Indígenas do povo Huni Kuĩ, na região do município do Jordão, no Acre, clamam por ajuda imediata da Fundação Nacional dos Povos Indígenas (FUNAI) e da Polícia Federal para interromper a rota do tráfico de drogas em suas terras e enfrentar as constantes ameaças de organizações criminosas às comunidades.

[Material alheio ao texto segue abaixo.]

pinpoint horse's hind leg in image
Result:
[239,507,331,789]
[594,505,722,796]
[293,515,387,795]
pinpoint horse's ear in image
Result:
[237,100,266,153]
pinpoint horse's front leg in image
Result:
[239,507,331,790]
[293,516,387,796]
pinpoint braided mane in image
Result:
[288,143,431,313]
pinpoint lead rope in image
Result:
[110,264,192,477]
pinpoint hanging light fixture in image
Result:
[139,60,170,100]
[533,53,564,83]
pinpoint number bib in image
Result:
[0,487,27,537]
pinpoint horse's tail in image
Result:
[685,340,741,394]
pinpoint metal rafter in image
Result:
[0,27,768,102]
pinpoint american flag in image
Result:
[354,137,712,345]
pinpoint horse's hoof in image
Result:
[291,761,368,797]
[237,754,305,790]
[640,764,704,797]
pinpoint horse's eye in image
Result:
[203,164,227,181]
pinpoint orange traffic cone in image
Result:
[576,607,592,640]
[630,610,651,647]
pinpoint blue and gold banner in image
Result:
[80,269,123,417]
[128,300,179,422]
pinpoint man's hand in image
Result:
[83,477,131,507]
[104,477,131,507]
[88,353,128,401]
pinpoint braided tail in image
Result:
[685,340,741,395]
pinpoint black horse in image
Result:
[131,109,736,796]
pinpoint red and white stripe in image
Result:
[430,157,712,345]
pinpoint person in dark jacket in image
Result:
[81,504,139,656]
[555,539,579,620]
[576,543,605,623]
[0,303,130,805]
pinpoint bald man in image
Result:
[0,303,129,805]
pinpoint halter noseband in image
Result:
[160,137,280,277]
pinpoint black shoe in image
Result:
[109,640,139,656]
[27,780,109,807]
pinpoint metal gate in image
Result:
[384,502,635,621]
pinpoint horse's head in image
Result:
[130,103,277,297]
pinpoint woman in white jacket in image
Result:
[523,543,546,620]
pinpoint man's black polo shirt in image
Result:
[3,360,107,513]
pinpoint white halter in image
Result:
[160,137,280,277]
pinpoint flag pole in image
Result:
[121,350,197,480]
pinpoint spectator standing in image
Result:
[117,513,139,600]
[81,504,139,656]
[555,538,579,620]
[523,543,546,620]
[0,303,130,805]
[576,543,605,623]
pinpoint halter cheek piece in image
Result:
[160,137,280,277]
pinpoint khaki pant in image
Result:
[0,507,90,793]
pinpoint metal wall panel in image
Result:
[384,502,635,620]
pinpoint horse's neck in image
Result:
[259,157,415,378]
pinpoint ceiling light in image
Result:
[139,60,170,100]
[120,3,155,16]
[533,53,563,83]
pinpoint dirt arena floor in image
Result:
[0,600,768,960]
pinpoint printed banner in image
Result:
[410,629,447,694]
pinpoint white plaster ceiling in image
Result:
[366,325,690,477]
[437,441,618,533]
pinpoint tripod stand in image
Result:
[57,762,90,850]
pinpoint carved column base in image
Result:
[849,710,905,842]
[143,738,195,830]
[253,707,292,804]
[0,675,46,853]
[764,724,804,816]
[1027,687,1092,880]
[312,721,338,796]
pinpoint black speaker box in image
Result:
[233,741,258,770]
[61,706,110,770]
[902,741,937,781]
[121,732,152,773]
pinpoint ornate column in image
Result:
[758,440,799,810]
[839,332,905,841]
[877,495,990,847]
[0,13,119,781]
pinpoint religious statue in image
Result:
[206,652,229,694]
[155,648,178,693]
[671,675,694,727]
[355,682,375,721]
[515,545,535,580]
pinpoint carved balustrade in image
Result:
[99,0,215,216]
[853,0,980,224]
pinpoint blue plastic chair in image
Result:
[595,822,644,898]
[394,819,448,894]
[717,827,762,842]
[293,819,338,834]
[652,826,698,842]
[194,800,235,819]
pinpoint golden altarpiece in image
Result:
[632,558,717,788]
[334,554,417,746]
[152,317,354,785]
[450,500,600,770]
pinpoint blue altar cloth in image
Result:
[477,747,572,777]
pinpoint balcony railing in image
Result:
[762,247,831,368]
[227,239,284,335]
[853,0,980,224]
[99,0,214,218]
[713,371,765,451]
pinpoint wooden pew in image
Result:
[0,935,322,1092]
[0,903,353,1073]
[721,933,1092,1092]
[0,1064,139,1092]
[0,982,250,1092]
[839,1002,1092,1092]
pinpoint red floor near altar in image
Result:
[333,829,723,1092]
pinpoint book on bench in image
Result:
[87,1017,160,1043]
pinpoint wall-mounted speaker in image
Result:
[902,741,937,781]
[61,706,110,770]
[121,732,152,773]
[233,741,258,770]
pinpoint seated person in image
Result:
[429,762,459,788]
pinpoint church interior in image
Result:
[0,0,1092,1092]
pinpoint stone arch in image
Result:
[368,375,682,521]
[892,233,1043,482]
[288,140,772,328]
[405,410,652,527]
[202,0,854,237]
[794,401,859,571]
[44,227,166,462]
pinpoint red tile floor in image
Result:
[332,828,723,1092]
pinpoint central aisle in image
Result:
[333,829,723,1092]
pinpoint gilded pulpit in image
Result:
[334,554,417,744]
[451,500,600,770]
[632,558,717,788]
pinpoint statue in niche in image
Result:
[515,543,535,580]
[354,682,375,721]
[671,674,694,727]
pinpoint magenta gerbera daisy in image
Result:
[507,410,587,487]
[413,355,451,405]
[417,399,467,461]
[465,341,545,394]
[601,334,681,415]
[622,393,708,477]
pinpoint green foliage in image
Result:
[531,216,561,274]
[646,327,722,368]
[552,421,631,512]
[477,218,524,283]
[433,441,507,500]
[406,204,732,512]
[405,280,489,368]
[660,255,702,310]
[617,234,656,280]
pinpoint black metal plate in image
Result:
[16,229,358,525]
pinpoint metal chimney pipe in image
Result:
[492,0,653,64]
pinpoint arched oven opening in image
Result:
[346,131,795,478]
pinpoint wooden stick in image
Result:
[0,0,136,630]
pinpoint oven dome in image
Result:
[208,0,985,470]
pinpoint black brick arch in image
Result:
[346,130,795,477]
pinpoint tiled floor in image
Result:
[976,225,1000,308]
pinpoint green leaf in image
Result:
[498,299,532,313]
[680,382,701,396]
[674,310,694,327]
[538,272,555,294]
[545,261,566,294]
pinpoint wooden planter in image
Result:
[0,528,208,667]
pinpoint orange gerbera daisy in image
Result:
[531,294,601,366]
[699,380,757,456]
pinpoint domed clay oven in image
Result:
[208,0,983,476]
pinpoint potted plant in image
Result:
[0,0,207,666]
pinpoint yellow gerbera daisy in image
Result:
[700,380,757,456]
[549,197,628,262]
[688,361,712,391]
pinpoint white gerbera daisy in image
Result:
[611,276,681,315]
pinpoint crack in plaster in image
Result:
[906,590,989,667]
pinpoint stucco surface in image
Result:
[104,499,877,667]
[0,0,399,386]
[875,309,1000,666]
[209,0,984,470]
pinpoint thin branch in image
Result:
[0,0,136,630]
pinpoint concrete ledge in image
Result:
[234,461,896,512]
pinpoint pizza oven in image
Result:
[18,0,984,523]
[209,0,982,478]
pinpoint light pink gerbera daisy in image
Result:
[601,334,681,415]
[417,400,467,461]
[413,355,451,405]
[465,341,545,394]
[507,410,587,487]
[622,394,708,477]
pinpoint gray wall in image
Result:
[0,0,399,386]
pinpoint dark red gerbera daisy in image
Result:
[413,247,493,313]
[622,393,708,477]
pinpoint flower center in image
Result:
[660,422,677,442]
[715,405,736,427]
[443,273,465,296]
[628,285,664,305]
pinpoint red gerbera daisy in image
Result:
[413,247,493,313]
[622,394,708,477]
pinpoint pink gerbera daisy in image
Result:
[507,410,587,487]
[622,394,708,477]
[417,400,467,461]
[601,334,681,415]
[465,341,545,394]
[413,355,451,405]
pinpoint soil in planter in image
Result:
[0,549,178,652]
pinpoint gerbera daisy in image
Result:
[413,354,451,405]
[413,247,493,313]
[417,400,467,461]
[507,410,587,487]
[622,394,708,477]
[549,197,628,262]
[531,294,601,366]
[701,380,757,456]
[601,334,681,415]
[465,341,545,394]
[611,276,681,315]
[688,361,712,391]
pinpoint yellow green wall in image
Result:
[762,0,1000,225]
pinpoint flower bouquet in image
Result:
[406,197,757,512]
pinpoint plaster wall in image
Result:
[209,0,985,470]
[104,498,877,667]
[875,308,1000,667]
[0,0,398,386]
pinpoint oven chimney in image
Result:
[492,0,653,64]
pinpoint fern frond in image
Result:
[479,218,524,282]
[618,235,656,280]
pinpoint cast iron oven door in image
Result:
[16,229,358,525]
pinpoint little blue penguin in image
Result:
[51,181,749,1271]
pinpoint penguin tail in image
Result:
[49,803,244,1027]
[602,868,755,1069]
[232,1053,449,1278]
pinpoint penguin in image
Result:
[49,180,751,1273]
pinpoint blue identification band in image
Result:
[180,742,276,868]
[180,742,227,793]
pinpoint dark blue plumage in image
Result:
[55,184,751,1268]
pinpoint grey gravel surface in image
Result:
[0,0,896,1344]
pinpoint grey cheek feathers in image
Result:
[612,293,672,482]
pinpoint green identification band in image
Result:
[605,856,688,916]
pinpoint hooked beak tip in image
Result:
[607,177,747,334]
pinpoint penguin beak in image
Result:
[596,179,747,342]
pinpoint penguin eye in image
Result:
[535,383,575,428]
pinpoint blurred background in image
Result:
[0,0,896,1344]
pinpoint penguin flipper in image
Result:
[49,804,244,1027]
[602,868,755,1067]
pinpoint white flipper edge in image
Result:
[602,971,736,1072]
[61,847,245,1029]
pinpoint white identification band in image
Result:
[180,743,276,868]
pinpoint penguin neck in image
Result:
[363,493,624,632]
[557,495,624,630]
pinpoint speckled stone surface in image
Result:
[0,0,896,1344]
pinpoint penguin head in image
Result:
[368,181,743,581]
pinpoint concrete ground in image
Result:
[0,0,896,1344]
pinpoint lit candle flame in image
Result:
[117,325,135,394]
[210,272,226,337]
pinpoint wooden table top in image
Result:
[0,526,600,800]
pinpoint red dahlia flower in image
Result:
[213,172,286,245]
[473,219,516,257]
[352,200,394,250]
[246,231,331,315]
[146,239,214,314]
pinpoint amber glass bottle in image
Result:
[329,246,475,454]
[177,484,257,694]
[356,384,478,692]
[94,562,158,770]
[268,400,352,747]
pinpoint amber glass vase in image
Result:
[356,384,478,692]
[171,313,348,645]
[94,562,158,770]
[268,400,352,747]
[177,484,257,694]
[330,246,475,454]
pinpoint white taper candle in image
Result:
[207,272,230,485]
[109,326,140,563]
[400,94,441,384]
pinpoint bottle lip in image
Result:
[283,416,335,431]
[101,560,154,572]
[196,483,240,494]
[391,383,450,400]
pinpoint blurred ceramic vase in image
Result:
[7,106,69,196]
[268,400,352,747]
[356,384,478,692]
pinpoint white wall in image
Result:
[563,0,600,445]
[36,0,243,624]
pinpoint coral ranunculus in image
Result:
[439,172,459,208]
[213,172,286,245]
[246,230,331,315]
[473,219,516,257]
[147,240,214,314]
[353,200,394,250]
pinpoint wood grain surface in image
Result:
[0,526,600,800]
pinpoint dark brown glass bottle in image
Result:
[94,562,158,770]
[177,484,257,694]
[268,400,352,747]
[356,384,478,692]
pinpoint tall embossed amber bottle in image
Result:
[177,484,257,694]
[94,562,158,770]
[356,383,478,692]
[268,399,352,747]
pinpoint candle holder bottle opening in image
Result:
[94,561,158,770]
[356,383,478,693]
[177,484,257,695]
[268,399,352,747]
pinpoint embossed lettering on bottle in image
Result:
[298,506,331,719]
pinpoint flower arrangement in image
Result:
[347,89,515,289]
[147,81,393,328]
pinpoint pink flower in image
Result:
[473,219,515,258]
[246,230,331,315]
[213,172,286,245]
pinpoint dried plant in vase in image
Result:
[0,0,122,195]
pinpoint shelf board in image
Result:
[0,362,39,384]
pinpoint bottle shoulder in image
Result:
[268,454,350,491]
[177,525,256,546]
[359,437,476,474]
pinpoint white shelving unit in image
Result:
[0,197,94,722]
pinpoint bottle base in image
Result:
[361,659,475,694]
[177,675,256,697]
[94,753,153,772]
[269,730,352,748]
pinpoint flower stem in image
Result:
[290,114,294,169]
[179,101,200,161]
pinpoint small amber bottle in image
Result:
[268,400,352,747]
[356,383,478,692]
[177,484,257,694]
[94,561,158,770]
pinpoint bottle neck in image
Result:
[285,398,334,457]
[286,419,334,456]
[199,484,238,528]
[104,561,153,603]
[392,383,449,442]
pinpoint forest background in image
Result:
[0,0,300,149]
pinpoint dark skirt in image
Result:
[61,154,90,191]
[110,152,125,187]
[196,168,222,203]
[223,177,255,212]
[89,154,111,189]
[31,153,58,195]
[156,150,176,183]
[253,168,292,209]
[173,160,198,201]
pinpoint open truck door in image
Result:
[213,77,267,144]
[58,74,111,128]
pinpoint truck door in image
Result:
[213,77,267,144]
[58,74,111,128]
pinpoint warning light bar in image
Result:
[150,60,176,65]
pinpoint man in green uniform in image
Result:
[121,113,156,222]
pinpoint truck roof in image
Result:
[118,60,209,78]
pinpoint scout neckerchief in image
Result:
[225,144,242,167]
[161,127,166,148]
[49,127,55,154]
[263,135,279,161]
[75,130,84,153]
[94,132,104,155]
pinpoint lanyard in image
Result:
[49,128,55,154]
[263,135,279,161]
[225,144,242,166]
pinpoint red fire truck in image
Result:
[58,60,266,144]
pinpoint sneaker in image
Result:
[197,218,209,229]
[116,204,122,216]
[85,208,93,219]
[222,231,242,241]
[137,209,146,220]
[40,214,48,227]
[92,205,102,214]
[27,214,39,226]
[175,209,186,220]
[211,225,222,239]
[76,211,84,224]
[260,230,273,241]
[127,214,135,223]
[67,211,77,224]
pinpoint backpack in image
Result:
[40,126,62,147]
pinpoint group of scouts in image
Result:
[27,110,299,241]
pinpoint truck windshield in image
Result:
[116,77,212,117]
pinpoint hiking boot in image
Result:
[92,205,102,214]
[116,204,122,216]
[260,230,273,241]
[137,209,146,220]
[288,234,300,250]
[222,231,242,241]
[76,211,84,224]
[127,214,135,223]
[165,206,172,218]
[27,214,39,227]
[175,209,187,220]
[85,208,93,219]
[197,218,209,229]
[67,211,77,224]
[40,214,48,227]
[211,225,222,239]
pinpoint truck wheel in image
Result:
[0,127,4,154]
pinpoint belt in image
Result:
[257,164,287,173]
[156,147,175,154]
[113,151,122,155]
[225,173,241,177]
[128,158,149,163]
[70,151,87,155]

Em áudios, uma liderança indígena relata que têm impedido a entrada de pessoas estranhas nas comunidades, mas lamenta a falta de apoio das instituições. “A situação é grave. Estamos firmes, mas precisamos de apoio da FUNAI e da Polícia Federal. Nos ajudem a divulgar,” pediu o indígena.
Zé Banê, filho do Cacique Siã, afirmou que o povo está sendo afetado pelo consumo de drogas e que alguns já estão associados a organizações criminosas, tornando a situação difícil de combater.
“Facções criminosas fortes entraram aqui, está fora de controle. Muitas pessoas estão trazendo drogas à noite e fazendo ameaças. Nossa gente está perdida no vício das drogas e do álcool. Sou uma liderança e faço um apelo. Tivemos invasões na Terra Indígena, meu sobrinho foi morto por causa de drogas, filho do vice-prefeito João Barbosa, que levou 42 facadas. Queremos proteger nosso povo. A FUNAI daqui não está resolvendo, é o Elias do partido bolsonarista. Queremos substituição por uma pessoa forte que se preocupe com nosso povo. Peço ajuda, é muito triste ver nosso povo assim. Polícia Federal, venha nos ajudar e acabar com essa situação negativa,” lamentou Zé Banê.
A Terra Indígena Kaxinawá do Baixo Jordão impôs restrições à entrada de pessoas desconhecidas após uma reunião entre lideranças indígenas. Os Huni Kuĩ solicitam que as autoridades no Acre e em Brasília tomem providências urgentes sobre o caso.